The dataset has been generated through full-wave electromagnetic simulations in CST. The dataset contains 2554 samples. 

 
 ##### Feature and Target Overview:
##### Permittivity Features:
- 'fr_ε': Resonance frecuency
- 'Γ_ε' : Minimum reflection coefficient
- 'Loss_ε': Losses
- 'Bw_ε': Bandwidth

##### Permeability Features:
- 'fr_μ': Resonance frecuency
- 'Γ_μ': Minimum reflection coefficient
- 'Loss_μ': Losses
- 'Bw_μ': Bandwidth

##### Target Variables: 
- 'Permittivity_μr'
- 'Permeability_εr'
- 'tanδε'
- 'tanδμ'

#### **2. Read and load the dataset**

In [1]:
import pandas as pd
df_mg=pd.read_csv("data_magnetodielectric", delimiter=',', header=0) # df_mg is a DataFrame containing the full dataset

In [2]:
# Preview of the dataset
df_mg

Unnamed: 0,frε,|Γ|frε,Loss_ε,Bw_ε,frμ,|Γ|frμ,Loss_μ,Bw_μ,μr,εr,tanδε,tanδμ
0,2.482,-25.047517,0.944073,0.060304,2.479,-23.017686,0.929349,0.060441,1.00,1.00,0.0,0.0
1,2.451,-30.290531,0.969417,0.057049,2.479,-23.115503,0.930141,0.060436,1.00,1.50,0.0,0.0
2,2.420,-38.449053,0.988045,0.054050,2.479,-22.872997,0.928163,0.060410,1.00,2.00,0.0,0.0
3,2.388,-30.942341,0.971628,0.051215,2.479,-23.110048,0.930097,0.060416,1.00,2.50,0.0,0.0
4,2.355,-25.264810,0.945454,0.049039,2.479,-22.796250,0.927525,0.060007,1.00,3.00,0.0,0.0
...,...,...,...,...,...,...,...,...,...,...,...,...
2549,2.401,-8.885490,0.640478,0.068865,2.363,-16.649660,0.852932,0.067788,3.25,2.25,0.1,0.1
2550,2.361,-7.380751,0.572474,0.065871,2.361,-16.618058,0.852396,0.068124,3.25,2.75,0.1,0.1
2551,2.330,-6.386688,0.520636,0.062527,2.357,-16.167590,0.844539,0.068036,3.25,3.25,0.1,0.1
2552,2.310,-5.762429,0.484915,0.060282,2.356,-16.185969,0.844868,0.067023,3.25,3.75,0.1,0.1


#### **2. Data Partitioning**

The data partitioning is performed with the aim of evaluating the ANN’s performance in a controlled and structured way. In this case, `20%` of the total dataset is allocated to the `test set`, which will be used exclusively at the end of the process to assess the generalization capability of the model using "unseen" data. From the remaining `80%`, which constitutes the `training set`, an additional `20%` is reserved to create a `validation set`. This validation set helps in tuning hyperparameters and making adjustments to the ANN during training. This strategy ensures that the model is trained on the largest possible amount of data while maintaining an independent subset for evaluation and another for validation, avoiding data leakage and providing more reliable metrics.

In [3]:
from sklearn.model_selection import train_test_split

X = df_mg.iloc[:, :8] # X is a DataFrame containing only the features (input variables) located in columns 1 to 8 of the df_mg
y = df_mg.iloc[:, 8:] # y is a DataFrame containing only the labels (target variables) located in columns 9 to 12 of the df_mg

# Split into training and test sets
X_train, X_test, y_train, y_test = train_test_split(X, y, train_size=0.80, random_state=16) 

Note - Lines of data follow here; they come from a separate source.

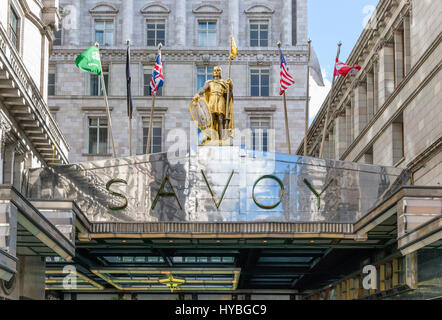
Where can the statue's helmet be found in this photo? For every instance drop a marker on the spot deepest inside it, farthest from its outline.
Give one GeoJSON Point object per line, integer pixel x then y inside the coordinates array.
{"type": "Point", "coordinates": [217, 71]}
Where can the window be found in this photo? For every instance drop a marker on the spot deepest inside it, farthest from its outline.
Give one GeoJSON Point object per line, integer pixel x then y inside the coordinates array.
{"type": "Point", "coordinates": [13, 27]}
{"type": "Point", "coordinates": [104, 32]}
{"type": "Point", "coordinates": [398, 139]}
{"type": "Point", "coordinates": [202, 75]}
{"type": "Point", "coordinates": [259, 32]}
{"type": "Point", "coordinates": [260, 134]}
{"type": "Point", "coordinates": [51, 81]}
{"type": "Point", "coordinates": [156, 33]}
{"type": "Point", "coordinates": [259, 82]}
{"type": "Point", "coordinates": [147, 75]}
{"type": "Point", "coordinates": [97, 136]}
{"type": "Point", "coordinates": [157, 135]}
{"type": "Point", "coordinates": [96, 85]}
{"type": "Point", "coordinates": [57, 35]}
{"type": "Point", "coordinates": [206, 34]}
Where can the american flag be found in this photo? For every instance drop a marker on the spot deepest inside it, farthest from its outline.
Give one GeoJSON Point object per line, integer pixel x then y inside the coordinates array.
{"type": "Point", "coordinates": [157, 76]}
{"type": "Point", "coordinates": [286, 79]}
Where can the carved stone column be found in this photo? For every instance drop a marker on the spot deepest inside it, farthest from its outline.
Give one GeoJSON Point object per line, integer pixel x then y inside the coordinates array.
{"type": "Point", "coordinates": [286, 23]}
{"type": "Point", "coordinates": [234, 18]}
{"type": "Point", "coordinates": [360, 107]}
{"type": "Point", "coordinates": [180, 23]}
{"type": "Point", "coordinates": [407, 45]}
{"type": "Point", "coordinates": [386, 71]}
{"type": "Point", "coordinates": [398, 56]}
{"type": "Point", "coordinates": [4, 129]}
{"type": "Point", "coordinates": [370, 94]}
{"type": "Point", "coordinates": [128, 13]}
{"type": "Point", "coordinates": [340, 135]}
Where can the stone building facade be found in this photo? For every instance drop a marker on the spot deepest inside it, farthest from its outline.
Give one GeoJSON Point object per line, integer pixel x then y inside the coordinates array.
{"type": "Point", "coordinates": [195, 35]}
{"type": "Point", "coordinates": [390, 112]}
{"type": "Point", "coordinates": [29, 138]}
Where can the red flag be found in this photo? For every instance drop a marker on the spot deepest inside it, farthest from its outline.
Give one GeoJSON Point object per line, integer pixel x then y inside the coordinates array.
{"type": "Point", "coordinates": [342, 69]}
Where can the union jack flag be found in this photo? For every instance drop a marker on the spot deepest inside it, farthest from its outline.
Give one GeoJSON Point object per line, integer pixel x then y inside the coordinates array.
{"type": "Point", "coordinates": [157, 80]}
{"type": "Point", "coordinates": [286, 79]}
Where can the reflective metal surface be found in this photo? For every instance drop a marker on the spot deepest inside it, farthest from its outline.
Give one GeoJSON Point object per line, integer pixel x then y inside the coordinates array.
{"type": "Point", "coordinates": [162, 187]}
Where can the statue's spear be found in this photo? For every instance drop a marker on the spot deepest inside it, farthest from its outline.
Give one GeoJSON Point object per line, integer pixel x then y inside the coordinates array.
{"type": "Point", "coordinates": [232, 56]}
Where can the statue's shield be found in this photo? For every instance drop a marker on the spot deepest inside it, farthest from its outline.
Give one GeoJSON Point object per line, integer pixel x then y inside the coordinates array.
{"type": "Point", "coordinates": [201, 115]}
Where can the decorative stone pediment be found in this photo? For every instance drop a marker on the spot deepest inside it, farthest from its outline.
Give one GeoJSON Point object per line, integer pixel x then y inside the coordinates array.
{"type": "Point", "coordinates": [207, 8]}
{"type": "Point", "coordinates": [155, 8]}
{"type": "Point", "coordinates": [259, 9]}
{"type": "Point", "coordinates": [104, 9]}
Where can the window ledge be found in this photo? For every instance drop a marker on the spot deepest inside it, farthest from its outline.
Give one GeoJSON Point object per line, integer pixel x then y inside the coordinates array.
{"type": "Point", "coordinates": [96, 154]}
{"type": "Point", "coordinates": [399, 162]}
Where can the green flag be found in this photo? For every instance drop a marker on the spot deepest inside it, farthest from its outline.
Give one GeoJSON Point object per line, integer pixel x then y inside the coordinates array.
{"type": "Point", "coordinates": [89, 61]}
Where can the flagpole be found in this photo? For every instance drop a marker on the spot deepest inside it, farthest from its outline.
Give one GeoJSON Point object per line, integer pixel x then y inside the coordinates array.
{"type": "Point", "coordinates": [307, 94]}
{"type": "Point", "coordinates": [103, 85]}
{"type": "Point", "coordinates": [285, 108]}
{"type": "Point", "coordinates": [228, 88]}
{"type": "Point", "coordinates": [321, 150]}
{"type": "Point", "coordinates": [149, 135]}
{"type": "Point", "coordinates": [129, 115]}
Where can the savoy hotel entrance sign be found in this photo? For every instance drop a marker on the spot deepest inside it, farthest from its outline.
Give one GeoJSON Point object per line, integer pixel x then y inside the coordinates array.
{"type": "Point", "coordinates": [216, 184]}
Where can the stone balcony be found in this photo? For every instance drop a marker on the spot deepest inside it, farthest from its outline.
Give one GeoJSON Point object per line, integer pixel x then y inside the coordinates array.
{"type": "Point", "coordinates": [25, 104]}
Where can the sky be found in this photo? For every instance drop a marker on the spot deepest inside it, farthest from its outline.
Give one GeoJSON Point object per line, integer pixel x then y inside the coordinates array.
{"type": "Point", "coordinates": [331, 21]}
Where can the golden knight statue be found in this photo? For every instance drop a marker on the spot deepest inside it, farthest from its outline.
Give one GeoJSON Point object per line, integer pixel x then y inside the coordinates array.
{"type": "Point", "coordinates": [218, 98]}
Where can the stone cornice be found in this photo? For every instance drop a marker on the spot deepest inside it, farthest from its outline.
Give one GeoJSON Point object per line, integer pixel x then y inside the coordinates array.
{"type": "Point", "coordinates": [367, 46]}
{"type": "Point", "coordinates": [193, 55]}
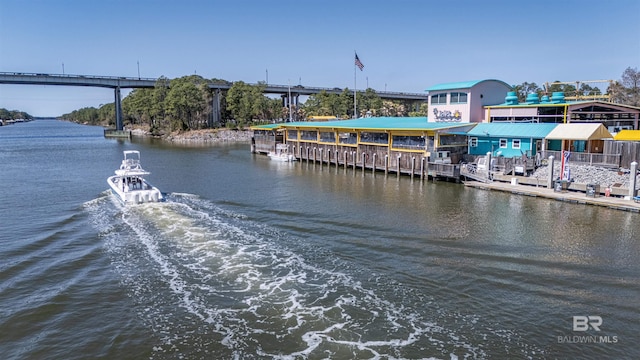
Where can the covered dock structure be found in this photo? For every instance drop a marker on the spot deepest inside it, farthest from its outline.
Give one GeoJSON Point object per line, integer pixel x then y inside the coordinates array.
{"type": "Point", "coordinates": [404, 145]}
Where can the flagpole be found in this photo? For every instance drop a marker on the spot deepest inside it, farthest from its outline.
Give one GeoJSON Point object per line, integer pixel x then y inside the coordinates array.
{"type": "Point", "coordinates": [355, 116]}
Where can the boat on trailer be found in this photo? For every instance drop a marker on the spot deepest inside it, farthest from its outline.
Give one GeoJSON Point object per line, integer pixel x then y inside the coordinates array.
{"type": "Point", "coordinates": [129, 184]}
{"type": "Point", "coordinates": [281, 153]}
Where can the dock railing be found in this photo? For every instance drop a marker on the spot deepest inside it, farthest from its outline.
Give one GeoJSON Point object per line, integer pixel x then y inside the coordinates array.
{"type": "Point", "coordinates": [596, 159]}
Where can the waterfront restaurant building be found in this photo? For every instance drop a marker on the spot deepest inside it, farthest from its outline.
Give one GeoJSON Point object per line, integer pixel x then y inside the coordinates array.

# Split the training set into training and validation subsets
xtrain, xval, ytrain, yval = train_test_split(X_train, y_train, train_size=0.80, random_state=16)

print("Partition dimensions: \nTraining: {}\nValidation: {}\nTest: {}\nLabels in training set: {}\nLabels in validation set: {}\nLabels in test set: {}".format(xtrain.shape,xval.shape,X_test.shape, ytrain.shape, yval.shape, y_test.shape))


Partition dimensions: 
Training: (1634, 8)
Validation: (409, 8)
Test: (511, 8)
Labels in training set: (1634, 4)
Labels in validation set: (409, 4)
Labels in test set: (511, 4)


#### 3. ANN Training: Backpropagation Neural Network using ScikitLearn MLPRegressor

In [4]:
# Import libraries

import numpy as np
import time
from sklearn.pipeline import Pipeline
from sklearn.preprocessing import StandardScaler
from sklearn.metrics import mean_squared_error, r2_score
from sklearn.neural_network import MLPRegressor
from sklearn.model_selection import GridSearchCV
from sklearn.model_selection import KFold


# Defining a pipeline that standardizes features using StandardScaler
pipe_ann = Pipeline([
    ('scaler', StandardScaler()),
    ('nn', MLPRegressor(random_state=16))
])

# Setting up the hyperparameter grid for GridSearchCV tuning
param_grid_ann = {
    'nn__hidden_layer_sizes': [(100),(100, 100), (100,100,100),(150),(150,150),(200),(200,200)],
    'nn__activation': ['relu', 'tanh'],
    'nn__learning_rate_init': [0.001, 0.005, 0.01],
    'nn__batch_size': [30, 50],
    'nn__max_iter': [100,200,300],
    'nn__alpha': [0.0001, 0.001, 0.01]
}

# Setting up cross-validation
cv_strategy = KFold(n_splits=5, shuffle=True, random_state=0)

t0 = time.time()

# Instantiate GridSearchCV
grid_search_ann = GridSearchCV(pipe_ann, param_grid_ann,
                           cv=cv_strategy,
                           scoring='neg_mean_squared_error',
                           n_jobs=-1,
                           refit=True,
                           return_train_score=True)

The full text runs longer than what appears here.